Friday, January 06, 2006

Cellar Stuff: Racking the 2004 Merlot

Today we dug out the 2004 lot of Merlot from the back of a deep row of barrels.

I'm pretty careful about moving full barrels about with a forklift. I have this recurring nightmare that I'll klutz four barrels off the forks and lose half of one of my vintages in a single bone-headed maneuver. Mind you, I've seen it happen with other wine makers. I've seen 30 gallons of wine pour from the cracked head of a misplaced barrel.

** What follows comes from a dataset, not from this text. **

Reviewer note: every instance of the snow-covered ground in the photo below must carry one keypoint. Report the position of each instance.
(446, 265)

And at the price of that wine it was like watching blood ooze out of a dying man.

In another incident, I've witnessed the dismay of a sheepish winemaker as he approach me with the whimper: "I...uh...could use some help...I kinda screwed up...I was moving too fast..."

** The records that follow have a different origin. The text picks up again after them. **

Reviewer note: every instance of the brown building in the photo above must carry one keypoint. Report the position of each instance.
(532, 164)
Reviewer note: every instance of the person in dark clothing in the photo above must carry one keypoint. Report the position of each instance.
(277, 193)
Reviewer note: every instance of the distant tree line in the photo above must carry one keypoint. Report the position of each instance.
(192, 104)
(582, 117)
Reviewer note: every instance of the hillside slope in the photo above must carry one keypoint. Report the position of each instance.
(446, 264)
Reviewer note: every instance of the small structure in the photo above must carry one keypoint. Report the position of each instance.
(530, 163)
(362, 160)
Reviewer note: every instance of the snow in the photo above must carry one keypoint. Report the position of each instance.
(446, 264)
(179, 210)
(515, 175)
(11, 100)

Sure enough, there high in the stacks, would be a couple of barrels teetering on the brink of disaster. The barrels were jarred out of their racks by an errant jerk of the forklift. I then had to lift the winemaker up on the forks (a move severely frowned upon by OSHA), whereby once aloft, he'd fashion a cradle out of some old polypropylene rope. I, below, trying to manage the forklift with extreme delicacy, would wonder who would die first (the winemaker or me) and how it might occur.

He could easily tumble down to the hard concrete or somehow slip between the barrels wedging himself in some oakened crevasse only to have another barrel shift in the stacks to crush him. Or, barrels could topple forward and hurdle themselves at me! At 500 pounds apiece, these containers are to be respected. If, somehow, the rollcage of the forklift managed to break the falling casks, I could still imagine drowning in the hundreds of gallons of Chateau D'Gravity.

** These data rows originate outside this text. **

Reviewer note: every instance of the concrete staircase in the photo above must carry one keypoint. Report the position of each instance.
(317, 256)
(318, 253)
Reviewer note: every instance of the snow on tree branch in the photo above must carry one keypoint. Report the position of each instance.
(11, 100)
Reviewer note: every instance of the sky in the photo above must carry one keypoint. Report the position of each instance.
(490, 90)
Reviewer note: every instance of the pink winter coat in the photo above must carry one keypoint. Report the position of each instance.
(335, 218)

Oops, I digress. All I'm saying is that it was a long day. That's because I'm careful. I don't want any bruises on my body, or my wine. I am here now to tell you, that the 2004 Owl's Ridge Vineyard Merlot was racked gently today and was put back to bed this evening. We'll wake it up soon, maybe this summer, and put it back to bed in bottles. Then, it'll be up to you when to wake it again.